Eine solch überstürzte Abkehr von der Firma, eine solche Gleichgültigkeit passte nicht zu der Cathrin, die er kannte. Aber auch für sie war das vergangene Jahr wie kein anderes gewesen.

Seit sechs Wochen war er zurück, und die ganzen sechs Wochen hatte er sie nicht ein Mal aufgesucht oder ihr wenigstens eine Nachricht geschrieben. Was hätte er ihr auch schreiben sollen, in die Villa in Hamm, wo ihre Mutter im Sterben lag?

Jakob schnürte es die Kehle zu, wann immer er daran dachte, ein unklares Gemenge aus Schuldgefühlen und Scham und Scheu auf seinen Schultern.

Er beugte sich wieder über seine eigenen Unterlagen. Sein Verstand arbeitete genauso reibungslos wie früher, und doch konnte er den Zahlen und Fakten vor sich nichts mehr abgewinnen. Wer auf dieser ganzen weiten Welt brauchte wirklich diese kostbare Seide und schmeichelnde Federn, wer solch teuren Kaffee?
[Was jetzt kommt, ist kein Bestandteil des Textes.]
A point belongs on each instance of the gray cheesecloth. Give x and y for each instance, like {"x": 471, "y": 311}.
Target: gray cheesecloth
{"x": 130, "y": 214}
Angewidert schob er die Papiere von sich und stand auf. Rékas deftige Küche hatte ihn wieder zu Kräften kommen lassen. Auch sein Bein muckte kaum noch, seit er auf Anraten des Arztes viel zu Fuß ging.
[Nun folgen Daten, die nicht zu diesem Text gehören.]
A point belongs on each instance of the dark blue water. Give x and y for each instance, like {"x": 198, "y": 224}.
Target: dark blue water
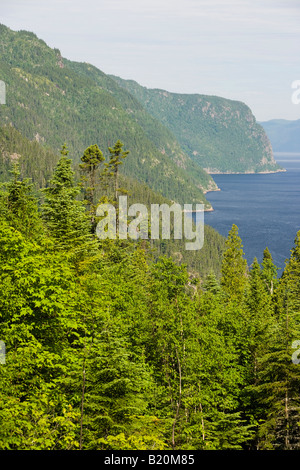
{"x": 265, "y": 207}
Nur zögerlich hatte er sich anfangs auf die Straßen gewagt, misstrauisch in die Sonne blinzelnd und schreckhaft wie eine Geisel, die ihrer neu gewonnenen Freiheit noch nicht traute. Seine ersten Runden hatte er durch Altona gedreht, von den feinen Bürgerhäusern bis zu den krummen Sträßchen der Hafenarbeiter und Holzhändler und Fischweiber.

Dickfelliger geworden, hatte er seinen Radius nach Ottensen ausgedehnt, wo die Glashütten und Gießereien und Brauereien standen, Schiffsmaschinen und Dampfkessel und Propeller geschmiedet wurden und die Piependreiher für Nachschub an Zigarren sorgten.
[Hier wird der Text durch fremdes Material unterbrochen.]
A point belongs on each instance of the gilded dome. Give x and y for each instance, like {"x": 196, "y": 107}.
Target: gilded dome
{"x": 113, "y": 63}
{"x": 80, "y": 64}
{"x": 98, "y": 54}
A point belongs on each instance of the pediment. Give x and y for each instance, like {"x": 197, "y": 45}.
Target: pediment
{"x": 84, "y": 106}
Weit hinaus aus der Stadt war er gewandert, über die Felder, die von der Eisenbahn und dem Flüsschen Isebek durchschnitten wurden, hin zur Mühle am Diebsteich. Durch Pöseldorf hatten ihn seine Wege geführt, zu den Remisen, in denen Pferde und Wagen untergestellt waren. An den Häuschen und Gärtchen der Handwerker und Krämer vorbei, der Kutscher und Dienstboten. Ein trautes Heim neben dem anderen, die Eiern in einem Hühnernest glichen.

Abseits all dessen, was Hamburg sonst ausmachte, wie er oft dachte, wenn er dann seine Schritte zu den angrenzenden Viehweiden lenkte, wo er frei atmen konnte. In der Gesellschaft sanftmütig blickender Kühe und in sich gekehrter Schafe, die vom Tod nichts ahnten, unter einem Himmel, der offen und weit war und keine Grenzen kannte.

Am geöffneten Dachfenster zündete Jakob sich eine Zigarette an und beobachtete die Rauchfähnchen, die hinausschwebten und über den Dächern der Stadt verwehten. Sein Blick fiel auf den Michel, der wie nichts anderes sonst für Hamburg stand. Weil dieser Turm aus Holz und gealtertem Kupfer das Letzte war, was die Seeleute sahen, wenn sie ablegten, und das Erste, was sie bei der Heimkehr willkommen hieß.

Daran dachte Jakob manchmal, wenn er im Hafen die Schiffe beobachtete und sich fragte, wo sie herkamen und wo sie hinfuhren. Seltsam eigentlich, dass er sich bei seinen Fußmärschen instinktiv stets nach Norden orientierte, mit leichten Abweichungen nach Ost und West, aber nie nach Süden. Als müsste sich sein innerer Kompass erst wieder ausrichten. Auf einen Horizont, der einfach nicht näher kam, unscharf blieb.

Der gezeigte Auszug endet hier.